UCSC Goldenpath offers 1kb, 2kb, and 5kb upstream sequences with annotated 5'UTR for various assemblies.
For hg38, for example, via http://hgdownload.soe.ucsc.edu/goldenPath/hg38/bigZips/:
upstream1000.fa.gz - Sequences 1000 bases upstream of annotated
transcription starts of RefSeq genes with annotated 5' UTRs.
This file is updated regularly.
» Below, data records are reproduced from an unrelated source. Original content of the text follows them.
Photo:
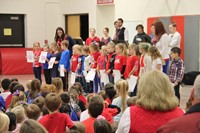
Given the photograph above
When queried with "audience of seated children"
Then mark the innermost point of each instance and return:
(37, 66)
(57, 54)
(47, 72)
(31, 126)
(101, 63)
(95, 109)
(20, 117)
(94, 51)
(157, 60)
(102, 126)
(87, 63)
(156, 104)
(13, 121)
(145, 60)
(176, 70)
(110, 59)
(62, 120)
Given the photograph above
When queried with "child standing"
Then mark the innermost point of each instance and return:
(80, 67)
(87, 63)
(74, 58)
(47, 72)
(53, 103)
(120, 101)
(157, 61)
(132, 64)
(101, 63)
(145, 60)
(110, 59)
(94, 49)
(65, 60)
(54, 48)
(176, 71)
(37, 67)
(120, 58)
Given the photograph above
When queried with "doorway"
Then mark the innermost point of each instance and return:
(77, 25)
(12, 30)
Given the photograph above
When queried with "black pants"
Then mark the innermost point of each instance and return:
(47, 75)
(177, 91)
(37, 73)
(65, 81)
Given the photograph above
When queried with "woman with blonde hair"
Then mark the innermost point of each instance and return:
(120, 101)
(156, 104)
(4, 122)
(59, 85)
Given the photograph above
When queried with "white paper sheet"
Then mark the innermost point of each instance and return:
(104, 77)
(117, 75)
(51, 62)
(91, 74)
(73, 77)
(62, 73)
(132, 81)
(29, 56)
(43, 56)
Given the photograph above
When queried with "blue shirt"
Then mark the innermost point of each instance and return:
(65, 60)
(45, 65)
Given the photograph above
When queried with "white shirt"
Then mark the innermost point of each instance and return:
(156, 62)
(163, 46)
(5, 95)
(124, 123)
(84, 115)
(174, 40)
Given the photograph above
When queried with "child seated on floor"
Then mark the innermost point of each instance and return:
(62, 120)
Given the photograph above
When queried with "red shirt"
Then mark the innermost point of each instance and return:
(36, 59)
(150, 120)
(101, 62)
(82, 98)
(89, 125)
(74, 59)
(8, 100)
(90, 40)
(132, 61)
(108, 61)
(120, 61)
(56, 123)
(94, 59)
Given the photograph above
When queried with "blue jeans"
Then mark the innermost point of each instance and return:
(37, 73)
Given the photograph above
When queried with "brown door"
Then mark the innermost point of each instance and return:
(73, 26)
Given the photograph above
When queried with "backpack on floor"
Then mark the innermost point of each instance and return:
(190, 77)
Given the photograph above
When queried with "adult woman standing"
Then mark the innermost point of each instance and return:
(155, 106)
(61, 36)
(161, 40)
(106, 39)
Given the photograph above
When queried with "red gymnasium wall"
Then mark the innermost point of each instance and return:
(13, 61)
(180, 27)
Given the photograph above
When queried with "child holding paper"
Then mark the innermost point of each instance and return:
(54, 48)
(101, 64)
(37, 67)
(87, 63)
(120, 58)
(110, 59)
(157, 60)
(145, 60)
(132, 63)
(65, 60)
(94, 49)
(80, 67)
(47, 72)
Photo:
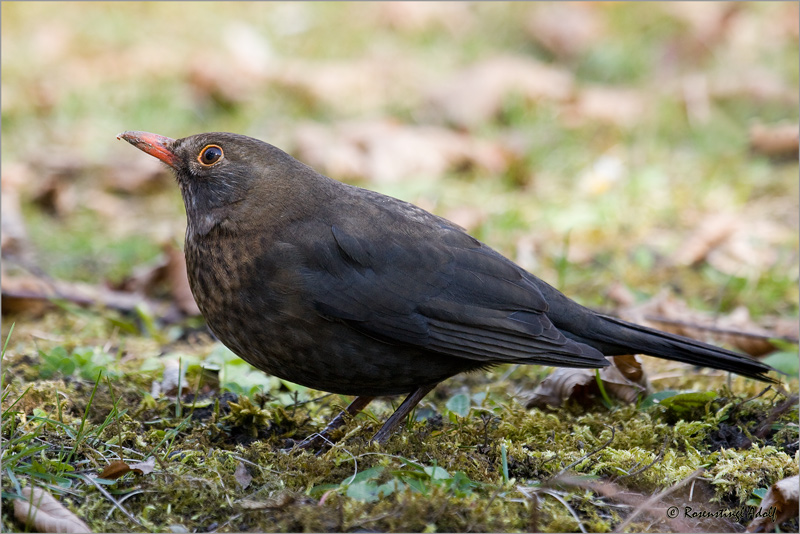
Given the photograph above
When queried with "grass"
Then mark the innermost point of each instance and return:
(472, 458)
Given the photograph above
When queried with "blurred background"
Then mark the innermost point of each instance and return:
(620, 151)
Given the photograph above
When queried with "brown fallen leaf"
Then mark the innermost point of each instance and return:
(467, 217)
(707, 235)
(455, 17)
(31, 294)
(755, 83)
(735, 245)
(620, 106)
(282, 500)
(477, 94)
(566, 29)
(386, 152)
(43, 513)
(168, 274)
(352, 86)
(13, 236)
(174, 375)
(736, 329)
(780, 504)
(708, 24)
(115, 470)
(624, 380)
(777, 141)
(144, 468)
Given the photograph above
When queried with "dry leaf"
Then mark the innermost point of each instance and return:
(709, 22)
(777, 141)
(242, 475)
(144, 468)
(32, 294)
(387, 152)
(565, 29)
(278, 502)
(43, 513)
(115, 470)
(624, 379)
(736, 245)
(710, 233)
(783, 496)
(756, 83)
(352, 86)
(135, 176)
(736, 329)
(620, 106)
(455, 17)
(173, 375)
(477, 94)
(178, 280)
(13, 235)
(467, 217)
(169, 271)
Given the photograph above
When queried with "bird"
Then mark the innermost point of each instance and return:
(346, 290)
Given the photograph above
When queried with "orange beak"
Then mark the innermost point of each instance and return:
(156, 145)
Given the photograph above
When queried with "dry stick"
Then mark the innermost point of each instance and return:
(585, 456)
(108, 496)
(651, 464)
(718, 330)
(648, 504)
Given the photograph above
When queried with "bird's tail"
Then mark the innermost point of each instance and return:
(618, 336)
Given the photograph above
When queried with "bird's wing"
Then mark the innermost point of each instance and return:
(446, 292)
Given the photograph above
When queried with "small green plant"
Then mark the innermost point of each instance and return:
(87, 362)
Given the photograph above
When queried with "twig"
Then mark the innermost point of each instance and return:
(648, 504)
(585, 456)
(651, 464)
(108, 496)
(719, 330)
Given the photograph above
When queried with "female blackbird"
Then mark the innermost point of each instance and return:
(346, 290)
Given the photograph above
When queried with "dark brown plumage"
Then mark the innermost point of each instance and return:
(346, 290)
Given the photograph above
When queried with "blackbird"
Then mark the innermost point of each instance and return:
(346, 290)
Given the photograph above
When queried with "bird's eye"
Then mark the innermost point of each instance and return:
(210, 155)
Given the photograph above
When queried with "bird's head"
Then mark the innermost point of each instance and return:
(220, 174)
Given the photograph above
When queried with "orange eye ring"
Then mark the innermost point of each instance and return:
(210, 155)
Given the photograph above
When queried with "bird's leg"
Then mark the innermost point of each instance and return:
(391, 424)
(358, 404)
It might be slightly out of sync with
the RefSeq data shown on the browser, as is it updated daily for most assemblies.
upstream2000.fa.gz - Same as upstream1000, but 2000 bases.
upstream5000.fa.gz - Same as upstream1000, but 5000 bases.
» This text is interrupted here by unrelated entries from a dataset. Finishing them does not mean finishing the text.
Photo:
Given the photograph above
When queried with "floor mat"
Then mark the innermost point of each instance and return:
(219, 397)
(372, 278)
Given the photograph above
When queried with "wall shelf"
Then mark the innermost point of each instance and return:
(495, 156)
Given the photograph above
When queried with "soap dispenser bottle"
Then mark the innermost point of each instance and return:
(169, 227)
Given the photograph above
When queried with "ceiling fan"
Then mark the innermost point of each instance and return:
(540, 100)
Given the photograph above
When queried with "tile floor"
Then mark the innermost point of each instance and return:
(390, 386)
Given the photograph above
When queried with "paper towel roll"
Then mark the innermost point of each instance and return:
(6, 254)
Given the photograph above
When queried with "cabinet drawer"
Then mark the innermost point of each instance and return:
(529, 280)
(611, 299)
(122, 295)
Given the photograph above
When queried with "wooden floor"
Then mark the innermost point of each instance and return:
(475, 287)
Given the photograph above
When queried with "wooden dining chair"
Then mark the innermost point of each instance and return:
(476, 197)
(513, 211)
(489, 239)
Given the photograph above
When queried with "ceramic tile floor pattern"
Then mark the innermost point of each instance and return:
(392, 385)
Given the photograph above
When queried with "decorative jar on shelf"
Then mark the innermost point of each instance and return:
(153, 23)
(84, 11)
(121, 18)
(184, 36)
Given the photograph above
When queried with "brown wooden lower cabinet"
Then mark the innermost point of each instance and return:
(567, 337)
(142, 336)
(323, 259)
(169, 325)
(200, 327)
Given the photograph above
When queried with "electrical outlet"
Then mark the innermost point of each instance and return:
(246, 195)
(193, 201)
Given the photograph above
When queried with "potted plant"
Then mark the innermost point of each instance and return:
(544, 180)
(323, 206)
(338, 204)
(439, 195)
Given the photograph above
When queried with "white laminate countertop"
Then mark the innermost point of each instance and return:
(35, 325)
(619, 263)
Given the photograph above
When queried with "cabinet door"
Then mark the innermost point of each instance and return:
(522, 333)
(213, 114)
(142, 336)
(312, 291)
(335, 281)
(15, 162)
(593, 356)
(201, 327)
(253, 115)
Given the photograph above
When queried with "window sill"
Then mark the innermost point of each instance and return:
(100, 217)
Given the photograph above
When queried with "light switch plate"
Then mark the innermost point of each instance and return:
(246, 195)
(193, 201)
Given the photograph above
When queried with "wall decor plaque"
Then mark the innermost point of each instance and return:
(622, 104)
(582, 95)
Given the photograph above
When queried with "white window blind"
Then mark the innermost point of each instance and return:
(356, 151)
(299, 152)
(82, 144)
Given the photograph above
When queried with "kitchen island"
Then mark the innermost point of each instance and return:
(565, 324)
For example, to download and expand the
upstream1000.fa.gz file for hg38:
$ wget -qO- "http://hgdownload.soe.ucsc.edu/goldenPath/hg38/bigZips/upstream1000.fa.gz" | gunzip -c > upstream1000.fa
Once you have selected sequences for your assembly, and you have a transcription factor PWM database in hand (Transfac, Jaspar, etc.) you could use FIMO to search for putative binding sites within the sequences.
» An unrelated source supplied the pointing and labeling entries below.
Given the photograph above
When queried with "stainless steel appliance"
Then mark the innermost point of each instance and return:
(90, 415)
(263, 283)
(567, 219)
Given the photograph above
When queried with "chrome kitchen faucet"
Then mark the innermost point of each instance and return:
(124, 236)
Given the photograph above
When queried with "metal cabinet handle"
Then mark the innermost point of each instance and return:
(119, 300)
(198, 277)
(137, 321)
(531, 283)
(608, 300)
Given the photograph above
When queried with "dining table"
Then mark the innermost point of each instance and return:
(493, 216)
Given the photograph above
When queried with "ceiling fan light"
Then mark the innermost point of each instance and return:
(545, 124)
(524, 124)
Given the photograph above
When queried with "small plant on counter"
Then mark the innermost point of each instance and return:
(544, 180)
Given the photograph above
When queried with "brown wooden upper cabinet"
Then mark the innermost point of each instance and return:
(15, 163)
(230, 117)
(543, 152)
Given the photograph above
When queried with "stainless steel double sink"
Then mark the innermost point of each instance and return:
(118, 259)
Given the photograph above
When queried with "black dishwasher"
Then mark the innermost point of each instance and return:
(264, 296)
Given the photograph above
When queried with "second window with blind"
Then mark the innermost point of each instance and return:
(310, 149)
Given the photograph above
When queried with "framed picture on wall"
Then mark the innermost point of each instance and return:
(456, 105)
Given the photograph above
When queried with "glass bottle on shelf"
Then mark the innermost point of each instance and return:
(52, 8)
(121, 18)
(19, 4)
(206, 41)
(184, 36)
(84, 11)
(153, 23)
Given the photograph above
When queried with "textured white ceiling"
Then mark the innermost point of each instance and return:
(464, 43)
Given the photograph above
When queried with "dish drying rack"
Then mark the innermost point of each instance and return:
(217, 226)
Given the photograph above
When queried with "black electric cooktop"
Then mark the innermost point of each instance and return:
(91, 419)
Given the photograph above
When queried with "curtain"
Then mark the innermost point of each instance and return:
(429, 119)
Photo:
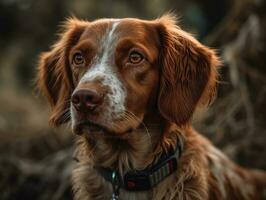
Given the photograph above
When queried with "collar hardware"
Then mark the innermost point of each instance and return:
(140, 180)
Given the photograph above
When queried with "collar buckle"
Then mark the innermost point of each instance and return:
(115, 185)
On the Bioinformatics SE, I posted a walkthrough the commands to use to run FIMO with a JASPAR TF database and sequences-of-interest, at a typical threshold of sensitivity:
Another toolkit you might see mentioned is HOMER, but this is for de novo motif discovery, i.e., you are looking for new or unpublished motifs.
One difference between HOMER and FIMO is that FIMO would be used for discovery of published or known motifs, for which there are existing, experimentally validated PWM databases. The functionality of HOMER would perhaps be closer to the MEME tool, which is part of the larger toolkit that FIMO is in. Like HOMER, MEME would be used for finding novel motifs.